Aims. By studying the well-characterized resonant planetary system around GJ 876 we aim to explore which effects shape disk-driven migration in such a multi-planet system to form resonant chains.
Methods. We modelled the orbital migration of three planets embedded in a protoplanetary disk using two-dimensional locally isothermal hydrodynamical simulations. In order to explore the effect of several disk characteristics, we performed a parameter study by varying the disk thickness, α viscosity, mass as well as the initial position of the planets. Moreover, we have carefully analysed and compared simulations with various boundary conditions at the disk’s inner rim.

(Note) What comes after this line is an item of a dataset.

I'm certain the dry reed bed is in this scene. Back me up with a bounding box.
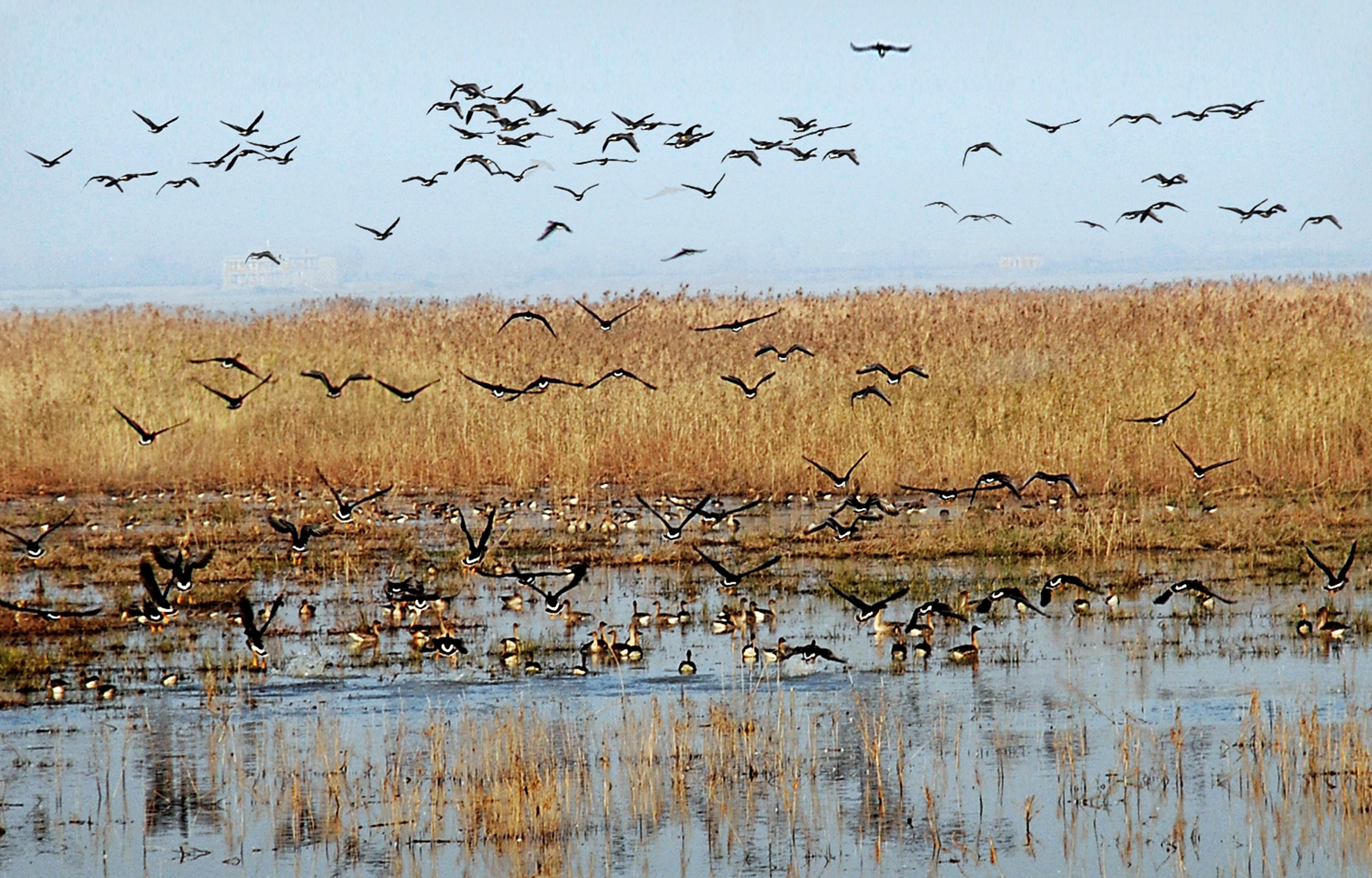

Results. We find that due to the high masses of the giant planets in this system, substantial eccentricity can be excited in the disk. This results in large variations of the torque acting on the outer lower mass planet, which we attribute to a shift of Lindblad and corotation resonances as it approaches the eccentric gap that the giants create. Depending on disk parameters, the migration of the outer planet can be stopped at the gap edge in a non-resonant state. In other models, the outer planet is able to open a partial gap and to circularize the disk again, later entering a 2:1 resonance with the most massive planet in the system to complete the observed 4:2:1 Laplace resonance.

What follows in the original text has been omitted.